半側空間無視の介入には覚醒度や持続性注意の訓練がより重要かもしれない

 

半側空間無視(USN)は、しばしば非空間性の注意障害(持続性注意、選択性注意、覚醒度)を伴う。近年の研究では非空間性の注意が、USNに影響していると考えられており、持続性注意や覚醒度を上げる介入がUSNに効果的であったとする報告が散見される。例えば*Tonic and Phasic Alertness TrainingTAPAT)をUSN患者に実施したところ、介入後に、視覚的探索や二等分試験に改善がみられたという報告がある。
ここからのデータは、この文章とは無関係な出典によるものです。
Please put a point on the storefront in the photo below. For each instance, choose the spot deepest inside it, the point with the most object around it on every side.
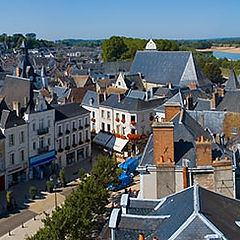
(16, 174)
(42, 165)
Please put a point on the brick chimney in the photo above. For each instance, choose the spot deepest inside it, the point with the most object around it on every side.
(171, 110)
(163, 156)
(204, 152)
(141, 236)
(16, 107)
(163, 143)
(223, 177)
(189, 99)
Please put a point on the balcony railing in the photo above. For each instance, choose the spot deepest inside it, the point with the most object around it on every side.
(42, 131)
(43, 150)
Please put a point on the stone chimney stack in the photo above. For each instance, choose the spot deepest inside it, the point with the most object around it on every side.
(189, 102)
(163, 157)
(171, 109)
(141, 236)
(16, 107)
(204, 152)
(223, 177)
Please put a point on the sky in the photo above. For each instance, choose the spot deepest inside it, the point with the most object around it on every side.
(100, 19)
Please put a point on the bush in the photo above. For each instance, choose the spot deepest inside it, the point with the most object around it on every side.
(50, 186)
(9, 200)
(32, 192)
(62, 178)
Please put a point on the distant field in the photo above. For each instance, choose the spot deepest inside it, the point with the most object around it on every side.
(221, 49)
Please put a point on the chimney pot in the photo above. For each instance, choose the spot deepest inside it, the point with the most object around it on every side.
(141, 236)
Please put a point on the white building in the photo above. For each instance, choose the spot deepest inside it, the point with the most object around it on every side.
(41, 138)
(91, 103)
(16, 147)
(72, 134)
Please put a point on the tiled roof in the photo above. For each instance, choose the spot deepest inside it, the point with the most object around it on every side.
(68, 110)
(192, 213)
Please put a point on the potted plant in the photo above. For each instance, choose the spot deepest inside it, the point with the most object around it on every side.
(32, 192)
(62, 178)
(9, 200)
(50, 186)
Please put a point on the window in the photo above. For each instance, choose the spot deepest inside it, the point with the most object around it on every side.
(11, 140)
(133, 118)
(41, 123)
(12, 158)
(133, 131)
(21, 137)
(67, 141)
(80, 137)
(80, 122)
(60, 143)
(34, 146)
(86, 134)
(22, 155)
(74, 139)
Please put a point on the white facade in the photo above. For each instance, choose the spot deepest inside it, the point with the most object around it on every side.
(73, 139)
(16, 154)
(41, 137)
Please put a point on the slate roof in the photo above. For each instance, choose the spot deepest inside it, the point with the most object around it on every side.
(137, 94)
(232, 82)
(186, 131)
(130, 104)
(192, 213)
(213, 120)
(9, 119)
(163, 67)
(229, 101)
(68, 110)
(90, 99)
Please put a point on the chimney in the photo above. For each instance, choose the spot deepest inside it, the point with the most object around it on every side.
(17, 71)
(193, 86)
(171, 110)
(141, 236)
(16, 107)
(202, 120)
(163, 143)
(163, 157)
(204, 152)
(100, 97)
(223, 177)
(214, 100)
(189, 102)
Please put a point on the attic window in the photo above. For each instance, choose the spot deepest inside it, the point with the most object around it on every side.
(234, 131)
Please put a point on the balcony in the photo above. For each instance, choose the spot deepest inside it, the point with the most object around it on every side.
(42, 131)
(43, 150)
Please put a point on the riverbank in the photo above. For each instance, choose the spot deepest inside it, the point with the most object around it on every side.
(220, 49)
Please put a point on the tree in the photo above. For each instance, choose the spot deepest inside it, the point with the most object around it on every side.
(77, 217)
(113, 48)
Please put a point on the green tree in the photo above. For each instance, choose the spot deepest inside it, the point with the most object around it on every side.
(77, 217)
(113, 48)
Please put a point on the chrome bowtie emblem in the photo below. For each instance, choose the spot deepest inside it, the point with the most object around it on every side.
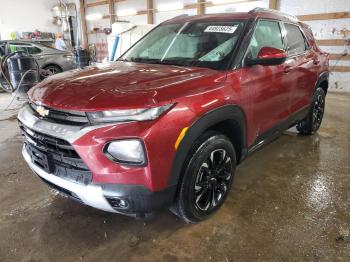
(42, 111)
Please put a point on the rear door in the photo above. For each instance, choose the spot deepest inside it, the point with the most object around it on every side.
(267, 85)
(300, 67)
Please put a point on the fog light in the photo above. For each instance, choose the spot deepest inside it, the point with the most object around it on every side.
(117, 203)
(129, 151)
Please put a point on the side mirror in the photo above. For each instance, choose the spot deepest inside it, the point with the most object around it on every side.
(269, 56)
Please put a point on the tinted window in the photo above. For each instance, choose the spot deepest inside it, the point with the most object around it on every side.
(28, 48)
(33, 50)
(295, 39)
(267, 34)
(204, 44)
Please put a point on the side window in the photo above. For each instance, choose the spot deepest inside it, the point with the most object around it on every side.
(267, 34)
(295, 39)
(33, 50)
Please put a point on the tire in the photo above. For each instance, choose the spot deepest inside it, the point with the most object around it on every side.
(207, 178)
(312, 122)
(49, 71)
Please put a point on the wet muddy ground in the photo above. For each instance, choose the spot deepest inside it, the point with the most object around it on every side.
(290, 202)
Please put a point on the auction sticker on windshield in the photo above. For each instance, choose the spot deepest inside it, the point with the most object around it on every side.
(221, 29)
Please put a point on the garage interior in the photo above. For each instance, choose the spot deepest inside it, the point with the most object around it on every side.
(289, 200)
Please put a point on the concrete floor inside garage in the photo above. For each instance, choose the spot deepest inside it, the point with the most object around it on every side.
(290, 202)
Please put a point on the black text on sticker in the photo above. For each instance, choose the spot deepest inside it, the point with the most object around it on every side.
(221, 29)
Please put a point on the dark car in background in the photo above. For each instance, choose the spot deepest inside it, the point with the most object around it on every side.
(53, 61)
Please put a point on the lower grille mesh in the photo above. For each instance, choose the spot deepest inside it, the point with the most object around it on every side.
(55, 156)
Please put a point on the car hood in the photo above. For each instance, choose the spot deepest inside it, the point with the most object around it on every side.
(119, 85)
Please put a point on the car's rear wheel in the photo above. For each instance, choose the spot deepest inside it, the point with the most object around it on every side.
(313, 121)
(207, 178)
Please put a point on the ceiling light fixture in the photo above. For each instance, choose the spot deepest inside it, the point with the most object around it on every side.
(170, 7)
(94, 17)
(127, 12)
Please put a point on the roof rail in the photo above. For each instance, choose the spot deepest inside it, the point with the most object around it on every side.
(267, 10)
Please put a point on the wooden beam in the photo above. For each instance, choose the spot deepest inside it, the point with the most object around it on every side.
(339, 57)
(85, 39)
(325, 16)
(333, 42)
(111, 9)
(188, 6)
(273, 4)
(104, 2)
(150, 14)
(200, 7)
(344, 69)
(210, 4)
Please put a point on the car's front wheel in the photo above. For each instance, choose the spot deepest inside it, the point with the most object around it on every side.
(207, 178)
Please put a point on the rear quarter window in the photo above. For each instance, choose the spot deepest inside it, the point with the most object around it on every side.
(296, 43)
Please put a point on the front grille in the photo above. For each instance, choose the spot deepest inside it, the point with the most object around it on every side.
(65, 117)
(55, 156)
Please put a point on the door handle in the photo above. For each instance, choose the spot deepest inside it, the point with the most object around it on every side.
(287, 69)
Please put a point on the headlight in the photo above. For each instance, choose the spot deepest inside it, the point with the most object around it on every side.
(129, 151)
(128, 115)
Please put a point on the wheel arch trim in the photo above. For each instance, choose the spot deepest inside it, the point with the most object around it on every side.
(205, 122)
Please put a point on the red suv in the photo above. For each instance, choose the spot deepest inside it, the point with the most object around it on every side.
(167, 124)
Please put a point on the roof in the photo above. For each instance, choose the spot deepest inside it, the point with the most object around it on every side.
(253, 14)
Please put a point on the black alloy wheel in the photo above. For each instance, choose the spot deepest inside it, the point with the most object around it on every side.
(313, 120)
(213, 180)
(207, 177)
(318, 112)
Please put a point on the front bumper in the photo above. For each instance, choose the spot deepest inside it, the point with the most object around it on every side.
(139, 200)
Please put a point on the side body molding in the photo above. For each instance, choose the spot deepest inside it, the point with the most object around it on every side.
(230, 113)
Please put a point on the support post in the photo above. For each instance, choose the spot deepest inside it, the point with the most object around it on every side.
(273, 4)
(111, 11)
(150, 12)
(85, 38)
(200, 7)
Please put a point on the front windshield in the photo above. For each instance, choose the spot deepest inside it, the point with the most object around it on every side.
(202, 44)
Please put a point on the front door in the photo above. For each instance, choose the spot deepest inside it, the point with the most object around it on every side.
(268, 85)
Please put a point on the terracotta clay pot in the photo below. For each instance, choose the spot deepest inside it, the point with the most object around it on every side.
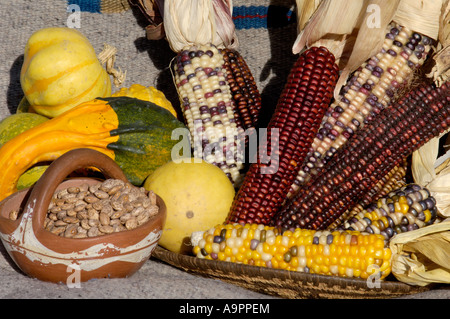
(48, 257)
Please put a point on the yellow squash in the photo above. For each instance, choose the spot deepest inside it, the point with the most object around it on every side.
(61, 70)
(136, 134)
(198, 195)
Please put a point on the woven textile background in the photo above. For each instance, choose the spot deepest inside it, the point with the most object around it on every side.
(266, 30)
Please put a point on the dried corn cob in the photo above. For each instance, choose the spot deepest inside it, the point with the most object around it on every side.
(208, 108)
(297, 117)
(372, 87)
(405, 209)
(338, 253)
(243, 88)
(392, 181)
(369, 155)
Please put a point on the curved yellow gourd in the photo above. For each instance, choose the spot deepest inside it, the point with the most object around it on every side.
(136, 134)
(87, 125)
(61, 70)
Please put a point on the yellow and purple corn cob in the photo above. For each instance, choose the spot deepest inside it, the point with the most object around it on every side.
(371, 88)
(244, 91)
(291, 130)
(367, 157)
(208, 108)
(405, 209)
(336, 253)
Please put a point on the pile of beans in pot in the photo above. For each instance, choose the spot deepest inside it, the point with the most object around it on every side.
(104, 208)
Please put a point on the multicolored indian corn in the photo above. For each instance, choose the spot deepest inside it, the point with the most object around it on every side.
(336, 253)
(369, 154)
(371, 88)
(208, 108)
(291, 130)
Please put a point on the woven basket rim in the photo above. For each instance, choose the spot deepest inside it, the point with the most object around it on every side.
(284, 283)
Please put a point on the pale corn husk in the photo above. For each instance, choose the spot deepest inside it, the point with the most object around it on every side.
(305, 9)
(441, 70)
(354, 30)
(200, 22)
(422, 256)
(433, 173)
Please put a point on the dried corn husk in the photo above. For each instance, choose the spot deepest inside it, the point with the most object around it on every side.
(422, 256)
(354, 30)
(441, 70)
(305, 9)
(188, 22)
(433, 173)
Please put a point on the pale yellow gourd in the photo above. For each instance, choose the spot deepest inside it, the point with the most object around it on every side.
(61, 70)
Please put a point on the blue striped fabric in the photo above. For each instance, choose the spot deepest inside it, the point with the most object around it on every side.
(244, 17)
(93, 6)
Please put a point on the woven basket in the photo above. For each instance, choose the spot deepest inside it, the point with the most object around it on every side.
(283, 283)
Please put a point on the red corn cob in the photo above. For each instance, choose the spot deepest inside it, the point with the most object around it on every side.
(299, 112)
(367, 157)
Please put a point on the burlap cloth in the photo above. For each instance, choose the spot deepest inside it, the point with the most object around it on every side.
(266, 30)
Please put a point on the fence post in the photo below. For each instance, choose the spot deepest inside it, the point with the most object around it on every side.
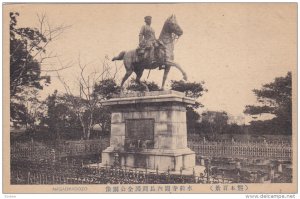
(28, 177)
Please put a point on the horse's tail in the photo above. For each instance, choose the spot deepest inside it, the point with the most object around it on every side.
(119, 57)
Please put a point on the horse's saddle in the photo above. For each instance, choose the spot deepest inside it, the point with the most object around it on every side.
(155, 54)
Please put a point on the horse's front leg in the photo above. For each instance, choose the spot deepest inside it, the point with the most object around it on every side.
(166, 72)
(176, 65)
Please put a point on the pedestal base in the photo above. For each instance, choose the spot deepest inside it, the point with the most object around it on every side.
(162, 160)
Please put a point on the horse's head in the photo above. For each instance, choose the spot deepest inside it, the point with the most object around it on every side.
(172, 26)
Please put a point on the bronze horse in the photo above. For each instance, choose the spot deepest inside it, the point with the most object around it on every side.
(170, 32)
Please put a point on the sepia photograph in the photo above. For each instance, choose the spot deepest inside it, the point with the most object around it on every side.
(150, 98)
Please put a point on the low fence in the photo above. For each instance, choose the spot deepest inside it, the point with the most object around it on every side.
(45, 174)
(242, 149)
(270, 150)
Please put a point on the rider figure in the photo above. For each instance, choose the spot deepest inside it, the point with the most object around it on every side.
(147, 40)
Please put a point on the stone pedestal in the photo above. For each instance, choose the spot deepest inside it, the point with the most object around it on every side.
(148, 130)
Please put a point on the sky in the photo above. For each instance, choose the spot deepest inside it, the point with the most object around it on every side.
(232, 47)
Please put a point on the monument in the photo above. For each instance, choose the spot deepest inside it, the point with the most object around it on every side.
(148, 130)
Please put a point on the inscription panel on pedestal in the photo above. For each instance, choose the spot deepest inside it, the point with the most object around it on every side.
(139, 133)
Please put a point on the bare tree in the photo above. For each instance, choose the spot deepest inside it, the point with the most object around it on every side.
(85, 105)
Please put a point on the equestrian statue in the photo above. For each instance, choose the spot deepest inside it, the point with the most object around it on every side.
(152, 53)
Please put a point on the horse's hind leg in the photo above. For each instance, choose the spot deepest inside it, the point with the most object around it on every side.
(128, 73)
(139, 74)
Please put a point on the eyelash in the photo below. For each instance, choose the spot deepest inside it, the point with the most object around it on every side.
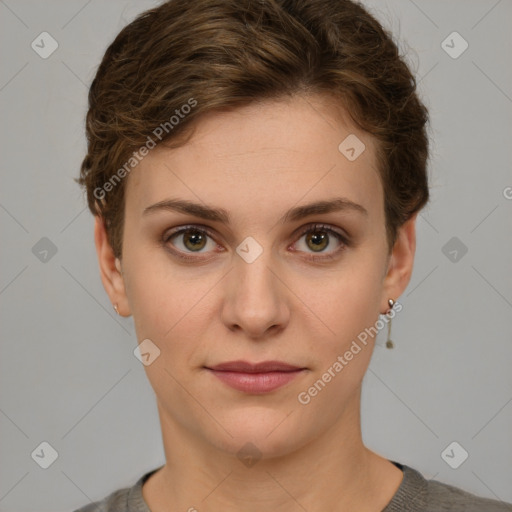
(310, 228)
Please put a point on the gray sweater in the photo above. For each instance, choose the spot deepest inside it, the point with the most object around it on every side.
(415, 494)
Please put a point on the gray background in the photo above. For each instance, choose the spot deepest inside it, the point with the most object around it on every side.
(68, 373)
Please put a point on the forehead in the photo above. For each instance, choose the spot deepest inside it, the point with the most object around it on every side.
(262, 159)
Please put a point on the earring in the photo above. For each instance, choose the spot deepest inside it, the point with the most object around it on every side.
(389, 342)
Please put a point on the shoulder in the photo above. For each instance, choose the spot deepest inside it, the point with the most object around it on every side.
(114, 502)
(417, 494)
(443, 497)
(127, 499)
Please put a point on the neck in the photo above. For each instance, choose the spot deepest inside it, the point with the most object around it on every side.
(335, 471)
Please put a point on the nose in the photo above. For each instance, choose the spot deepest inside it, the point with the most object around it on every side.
(256, 299)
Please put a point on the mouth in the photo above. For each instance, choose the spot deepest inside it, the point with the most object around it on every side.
(255, 378)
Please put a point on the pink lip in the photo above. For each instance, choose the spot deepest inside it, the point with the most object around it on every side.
(255, 378)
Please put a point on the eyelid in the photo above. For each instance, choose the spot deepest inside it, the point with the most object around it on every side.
(341, 235)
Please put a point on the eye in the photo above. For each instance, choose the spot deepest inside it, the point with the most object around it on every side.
(196, 239)
(190, 239)
(318, 237)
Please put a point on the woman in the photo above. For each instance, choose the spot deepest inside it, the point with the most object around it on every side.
(256, 170)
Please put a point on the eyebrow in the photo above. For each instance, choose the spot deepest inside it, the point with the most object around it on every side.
(221, 215)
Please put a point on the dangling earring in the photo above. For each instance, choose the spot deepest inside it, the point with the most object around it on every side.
(389, 342)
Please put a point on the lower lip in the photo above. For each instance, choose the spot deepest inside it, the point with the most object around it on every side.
(256, 382)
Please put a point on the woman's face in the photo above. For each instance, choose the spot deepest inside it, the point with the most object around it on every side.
(249, 283)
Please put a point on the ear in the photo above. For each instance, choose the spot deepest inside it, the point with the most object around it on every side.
(110, 269)
(400, 263)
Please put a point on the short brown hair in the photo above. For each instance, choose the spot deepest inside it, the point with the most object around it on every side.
(218, 55)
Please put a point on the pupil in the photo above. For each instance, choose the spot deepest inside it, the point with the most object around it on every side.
(318, 240)
(194, 239)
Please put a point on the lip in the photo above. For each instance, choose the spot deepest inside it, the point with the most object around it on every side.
(255, 378)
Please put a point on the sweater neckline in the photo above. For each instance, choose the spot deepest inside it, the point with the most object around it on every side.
(410, 496)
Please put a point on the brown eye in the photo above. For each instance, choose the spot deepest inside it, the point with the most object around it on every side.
(194, 240)
(317, 240)
(188, 240)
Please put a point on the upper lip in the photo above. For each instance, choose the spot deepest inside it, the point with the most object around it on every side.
(263, 367)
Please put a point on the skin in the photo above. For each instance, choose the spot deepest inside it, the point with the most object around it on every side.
(257, 162)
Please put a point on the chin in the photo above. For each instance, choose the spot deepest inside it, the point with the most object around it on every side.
(260, 432)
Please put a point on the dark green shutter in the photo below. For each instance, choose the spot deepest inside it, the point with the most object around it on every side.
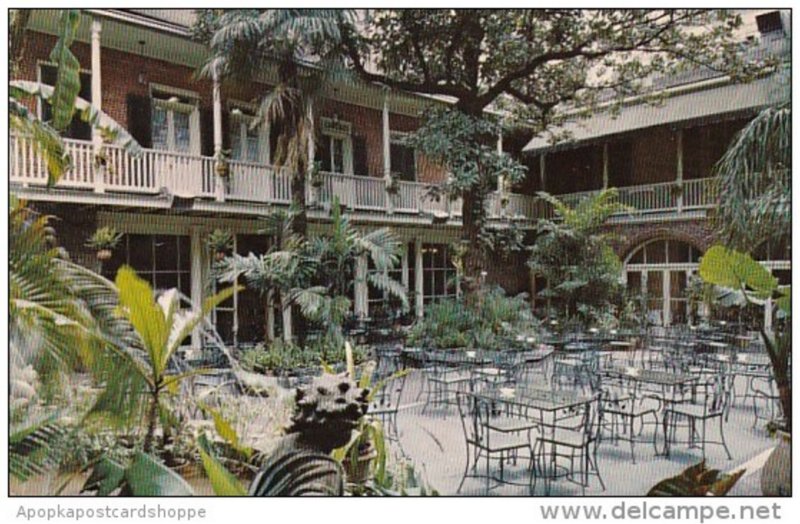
(360, 164)
(139, 119)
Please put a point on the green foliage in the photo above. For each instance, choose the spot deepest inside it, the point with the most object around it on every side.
(575, 258)
(280, 357)
(492, 322)
(223, 482)
(145, 476)
(754, 181)
(68, 83)
(161, 327)
(33, 448)
(104, 238)
(696, 481)
(738, 271)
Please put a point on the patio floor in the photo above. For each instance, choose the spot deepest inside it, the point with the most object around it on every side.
(434, 441)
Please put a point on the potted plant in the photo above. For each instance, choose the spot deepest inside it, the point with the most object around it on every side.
(221, 242)
(223, 165)
(103, 241)
(316, 174)
(393, 184)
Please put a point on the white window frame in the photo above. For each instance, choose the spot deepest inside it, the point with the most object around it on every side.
(192, 109)
(240, 122)
(335, 129)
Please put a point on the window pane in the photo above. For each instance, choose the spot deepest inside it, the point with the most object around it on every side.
(166, 252)
(337, 153)
(181, 125)
(140, 251)
(159, 128)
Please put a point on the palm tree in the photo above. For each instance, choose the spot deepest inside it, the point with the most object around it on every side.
(754, 181)
(316, 274)
(246, 43)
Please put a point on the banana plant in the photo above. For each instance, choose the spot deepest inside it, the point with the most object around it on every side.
(753, 283)
(161, 327)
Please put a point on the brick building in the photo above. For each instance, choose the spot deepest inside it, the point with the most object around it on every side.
(140, 67)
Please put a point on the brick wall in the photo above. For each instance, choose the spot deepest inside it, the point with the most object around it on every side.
(120, 78)
(698, 233)
(74, 224)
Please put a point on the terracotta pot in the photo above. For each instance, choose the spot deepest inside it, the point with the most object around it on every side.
(358, 472)
(776, 475)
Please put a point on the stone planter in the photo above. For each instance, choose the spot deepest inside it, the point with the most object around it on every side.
(776, 475)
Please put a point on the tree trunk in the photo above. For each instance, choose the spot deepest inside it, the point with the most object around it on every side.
(473, 263)
(152, 421)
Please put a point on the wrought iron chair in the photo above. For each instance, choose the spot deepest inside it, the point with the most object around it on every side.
(486, 439)
(624, 406)
(569, 452)
(709, 401)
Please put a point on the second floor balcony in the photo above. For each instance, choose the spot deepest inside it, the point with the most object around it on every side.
(157, 172)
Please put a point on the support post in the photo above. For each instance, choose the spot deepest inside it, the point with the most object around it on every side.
(387, 153)
(97, 102)
(679, 169)
(311, 193)
(419, 290)
(219, 187)
(361, 291)
(197, 272)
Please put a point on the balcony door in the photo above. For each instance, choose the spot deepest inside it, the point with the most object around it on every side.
(659, 271)
(175, 122)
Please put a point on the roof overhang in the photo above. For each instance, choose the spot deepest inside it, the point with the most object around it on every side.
(685, 109)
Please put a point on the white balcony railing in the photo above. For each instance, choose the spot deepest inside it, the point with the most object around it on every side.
(194, 176)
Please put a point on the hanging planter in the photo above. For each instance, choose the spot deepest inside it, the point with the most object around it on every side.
(104, 241)
(220, 241)
(223, 165)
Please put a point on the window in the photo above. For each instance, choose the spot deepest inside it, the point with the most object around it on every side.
(78, 129)
(175, 121)
(336, 147)
(403, 159)
(380, 302)
(248, 143)
(439, 278)
(162, 260)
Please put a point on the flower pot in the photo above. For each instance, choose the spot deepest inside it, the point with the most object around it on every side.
(776, 475)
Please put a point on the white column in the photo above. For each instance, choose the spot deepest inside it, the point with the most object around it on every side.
(542, 171)
(270, 317)
(387, 151)
(361, 291)
(97, 102)
(679, 167)
(500, 179)
(404, 267)
(217, 101)
(311, 195)
(286, 309)
(419, 290)
(197, 270)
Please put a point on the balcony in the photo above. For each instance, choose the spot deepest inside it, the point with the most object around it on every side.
(194, 177)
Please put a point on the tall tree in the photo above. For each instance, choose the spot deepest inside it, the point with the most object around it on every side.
(247, 43)
(531, 62)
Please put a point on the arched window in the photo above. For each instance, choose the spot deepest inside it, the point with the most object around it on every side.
(659, 270)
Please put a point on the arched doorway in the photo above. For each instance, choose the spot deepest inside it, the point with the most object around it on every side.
(660, 270)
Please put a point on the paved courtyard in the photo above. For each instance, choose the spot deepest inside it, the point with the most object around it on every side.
(434, 441)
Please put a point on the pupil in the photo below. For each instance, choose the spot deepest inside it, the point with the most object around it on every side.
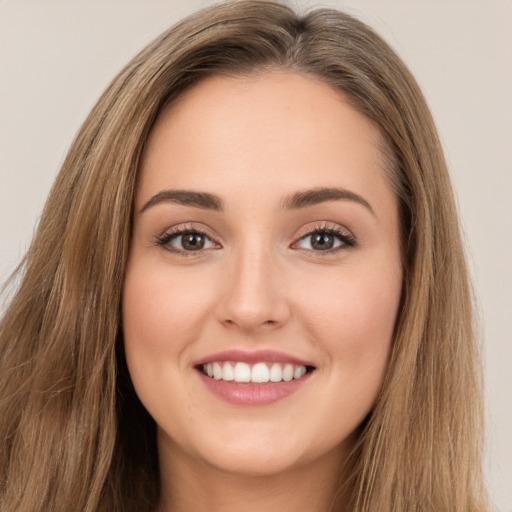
(193, 241)
(322, 241)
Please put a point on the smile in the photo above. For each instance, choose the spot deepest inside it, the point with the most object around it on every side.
(253, 378)
(258, 373)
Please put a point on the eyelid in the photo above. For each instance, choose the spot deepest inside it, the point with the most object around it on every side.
(347, 238)
(163, 240)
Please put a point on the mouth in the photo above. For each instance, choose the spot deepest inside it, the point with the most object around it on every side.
(261, 372)
(256, 378)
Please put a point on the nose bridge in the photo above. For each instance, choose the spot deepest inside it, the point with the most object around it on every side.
(254, 297)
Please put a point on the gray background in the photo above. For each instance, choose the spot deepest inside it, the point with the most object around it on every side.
(56, 57)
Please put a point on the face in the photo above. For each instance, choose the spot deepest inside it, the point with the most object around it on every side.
(266, 254)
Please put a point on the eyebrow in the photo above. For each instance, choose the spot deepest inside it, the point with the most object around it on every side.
(203, 200)
(320, 195)
(302, 199)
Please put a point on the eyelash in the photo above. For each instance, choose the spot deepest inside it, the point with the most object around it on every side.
(347, 240)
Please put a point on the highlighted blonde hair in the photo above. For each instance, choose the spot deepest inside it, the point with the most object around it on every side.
(74, 435)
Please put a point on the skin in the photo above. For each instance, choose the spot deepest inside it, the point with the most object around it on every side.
(260, 285)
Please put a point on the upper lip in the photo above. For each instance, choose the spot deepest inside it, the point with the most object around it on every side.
(257, 356)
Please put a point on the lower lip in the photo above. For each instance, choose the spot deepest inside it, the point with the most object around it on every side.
(252, 394)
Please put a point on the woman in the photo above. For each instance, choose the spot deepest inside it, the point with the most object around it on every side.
(247, 289)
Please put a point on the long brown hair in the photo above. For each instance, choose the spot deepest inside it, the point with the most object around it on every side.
(74, 435)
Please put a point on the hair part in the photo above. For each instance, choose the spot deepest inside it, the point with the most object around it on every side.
(75, 435)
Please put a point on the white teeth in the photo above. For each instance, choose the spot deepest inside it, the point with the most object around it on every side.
(217, 371)
(227, 372)
(242, 372)
(299, 372)
(259, 373)
(288, 372)
(276, 373)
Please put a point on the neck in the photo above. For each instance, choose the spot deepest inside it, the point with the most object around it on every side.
(190, 485)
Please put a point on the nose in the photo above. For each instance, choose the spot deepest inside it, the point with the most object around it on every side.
(254, 298)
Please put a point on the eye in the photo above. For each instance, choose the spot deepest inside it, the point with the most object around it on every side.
(185, 241)
(325, 239)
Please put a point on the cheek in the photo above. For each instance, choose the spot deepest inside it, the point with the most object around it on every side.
(162, 314)
(353, 316)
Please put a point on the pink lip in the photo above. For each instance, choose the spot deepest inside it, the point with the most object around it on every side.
(252, 394)
(257, 356)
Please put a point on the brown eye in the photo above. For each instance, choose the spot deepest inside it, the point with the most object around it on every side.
(192, 241)
(186, 241)
(326, 240)
(322, 241)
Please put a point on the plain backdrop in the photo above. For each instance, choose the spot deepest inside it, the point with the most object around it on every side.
(56, 57)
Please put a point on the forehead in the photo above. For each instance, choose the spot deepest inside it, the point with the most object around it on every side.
(269, 131)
この実験では、TAPATを用いた介入の目的が覚醒度を上げることを目的としているならば、TAPAT課題は視覚的な課題でなくても(聴覚的課題でも)USNに効果的なはずである」、ということを検証している。8名の患者に聴覚的なTAPAT9日間(36min / day)実施したところ、待機群と比較して、介入後の視覚探索、二等分試験などで有意な成績の向上がみられた(3週後には待機群と変わらないくらいに成績が戻った)。重要なのは、聴覚的TAPATが、モダリティを超えて、視覚的なUSN評価の成績を改善させたことである。USNには覚醒度や、モダリティを超えたより上位のシステムが影響しているかもしれない。

 

 

 

*聴覚的TAPAT:音刺激の中でターゲットとなる音を決めておく。ターゲット音とDistractor(妨害刺激音)をランダムに鳴らし、被験者には、ターゲット以外であればボタンを押し、ターゲットであれば反応しないように指示する。

 

 

 

Van Vleet TM, DeGutis JM. (2013). Cross-training in hemispatial neglect: Auditory sustained attention training ameliorates visual attention deficits. Cortex, 49, 679-690.